Red Hat Bugzilla – Bug 73880
multiple kernel panics, kernel null pointers, page faults, etc...
Last modified: 2007-04-18 12:46:37 EDT
From Bugzilla Helper:
User-Agent: Mozilla/5.0 (X11; U; Linux i686; en-US; rv:1.0.0) Gecko/20020606
Description of problem:
RedHat 7.3 kernel 2.4.18-5bigmem panics with great frequency generating kernel
Oops. Stack seems to get overwritten with bad data. Servers are 4 way Xeon 1.6
GHz with hyterthreading turned on. Systems have 8 gig physcial RAM and 16 gig
Version-Release number of selected component (if applicable):
Steps to Reproduce:
1. boot system
2. run internal app
Actual Results: System hangs with a kernel Oops dump to the console.
Expected Results: no kernel panic
Internal code has run on redhat 6.2, 7.0, 7.1, 7.2, kernel.org 2.4.18 kernel,
suse 8.0 without this problem. I have numerous Oops dumps as examples.

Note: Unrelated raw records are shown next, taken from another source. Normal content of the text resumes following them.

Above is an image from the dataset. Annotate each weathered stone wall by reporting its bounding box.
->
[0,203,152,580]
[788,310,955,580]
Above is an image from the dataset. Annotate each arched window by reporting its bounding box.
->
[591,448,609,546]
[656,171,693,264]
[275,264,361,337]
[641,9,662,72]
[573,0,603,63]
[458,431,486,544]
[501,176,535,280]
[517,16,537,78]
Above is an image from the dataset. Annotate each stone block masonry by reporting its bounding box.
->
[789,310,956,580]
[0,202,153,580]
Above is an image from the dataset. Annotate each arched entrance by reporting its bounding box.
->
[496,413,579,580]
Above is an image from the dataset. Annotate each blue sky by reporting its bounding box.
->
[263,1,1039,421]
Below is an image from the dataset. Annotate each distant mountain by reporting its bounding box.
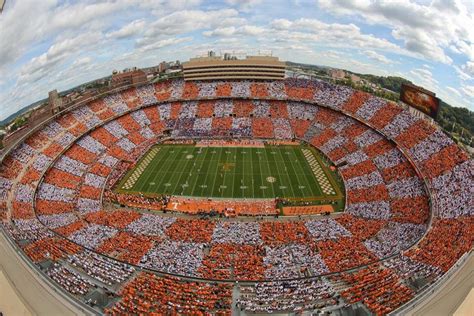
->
[356,74,411,94]
[286,61,331,71]
[438,101,474,134]
[0,99,46,127]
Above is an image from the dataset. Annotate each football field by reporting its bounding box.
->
[117,144,343,200]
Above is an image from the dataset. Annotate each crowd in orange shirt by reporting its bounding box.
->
[107,273,232,315]
[23,237,81,262]
[406,218,474,272]
[83,210,141,229]
[340,265,414,315]
[318,237,378,271]
[97,231,153,265]
[336,214,386,240]
[260,221,312,245]
[199,244,265,280]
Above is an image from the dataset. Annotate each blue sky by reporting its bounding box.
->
[0,0,473,120]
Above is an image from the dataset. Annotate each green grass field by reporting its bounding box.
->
[117,144,343,200]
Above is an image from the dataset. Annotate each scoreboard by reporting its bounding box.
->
[400,83,440,119]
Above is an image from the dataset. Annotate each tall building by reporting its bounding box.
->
[328,69,346,80]
[158,61,168,73]
[183,53,285,81]
[110,68,147,88]
[48,89,63,114]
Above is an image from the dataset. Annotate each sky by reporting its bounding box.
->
[0,0,473,120]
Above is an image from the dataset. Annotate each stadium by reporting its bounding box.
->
[0,57,472,316]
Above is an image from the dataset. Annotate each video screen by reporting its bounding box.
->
[400,83,440,118]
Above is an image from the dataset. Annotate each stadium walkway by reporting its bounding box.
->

Created attachment 75964 [details]
Created attachment 75965 [details]
what modules are you using ?
Created attachment 75966 [details]
Here is the output of lsmod:
nfs 89180 47 (autoclean)
lockd 58080 1 (autoclean) [nfs]
sunrpc 83444 1 (autoclean) [nfs lockd]
pcmcia_core 55616 0
eepro100 20848 1
cpqasm 346016 2
cpqevt 6148 0 [cpqasm]
ext3 69824 2
jbd 52896 2 [ext3]
cciss 36672 10
sd_mod 12864 0 (unused)
scsi_mod 114148 1 [cciss sd_mod]
Created attachment 75967 [details]
Created attachment 75968 [details]
Created attachment 75969 [details]
Created attachment 75970 [details]
Created attachment 75971 [details]
Created attachment 75972 [details]
Created attachment 75973 [details]
Created attachment 75974 [details]
Created attachment 75975 [details]
Please try to reproduce this bug without binary only kernel modules loaded and
then reopen the bug
Created attachment 75976 [details]
It has failed without these kernel modules. It should also be noted that these
modules are not binary only, the are open source written by HP and Compaq. I
will post the code if you want? Also note that 7.2 works with these modules.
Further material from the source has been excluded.